L’atto recepisce le più recenti disposizioni regionali, con particolare riferimento al Decreto Dirigenziale n. 4110 del 4 giugno 2025 che ha sostituito la modulistica precedente, già aggiornata con i decreti del 2017 e del 2024. L’obiettivo è garantire strumenti chiari e uniformi per la gestione dei percorsi di inclusione sociale rivolti a persone fragili, favorendo interventi personalizzati che tengano conto dei bisogni specifici dei destinatari.
Il Comune, in qualità di capofila dell’Ambito Territoriale Sociale n. 9, potrà ora utilizzare i nuovi modelli per stipulare convenzioni con altri enti pubblici, soggetti privati e realtà del Terzo Settore, rafforzando le collaborazioni finalizzate a promuovere il benessere e l’autonomia delle persone. La delibera incarica la Responsabile dell’Area Socio Assistenziale, anche coordinatrice dell’ATS 9, di seguire tutti gli adempimenti amministrativi necessari.
Il provvedimento è stato dichiarato immediatamente eseguibile, così da consentire l’attuazione senza ulteriori attese. I nuovi schemi approvati — allegati alla delibera — definiscono in modo puntuale la struttura del Progetto Personalizzato Individuale, con indicazioni su durata, mansioni, formazione, coperture assicurative e obiettivi di inclusione, oltre alla Convenzione tra i soggetti coinvolti (pubblico, promotore, ospitante e Terzo Settore).
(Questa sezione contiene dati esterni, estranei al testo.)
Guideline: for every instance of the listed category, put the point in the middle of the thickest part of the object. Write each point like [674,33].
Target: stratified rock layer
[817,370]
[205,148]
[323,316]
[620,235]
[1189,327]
Si tratta di un passaggio rilevante per l’intero comprensorio: grazie all’aggiornamento della modulistica, i percorsi di inclusione sociale potranno contare su regole condivise, maggiore trasparenza e una gestione coordinata a livello territoriale, a beneficio delle persone più vulnerabili e delle comunità locali.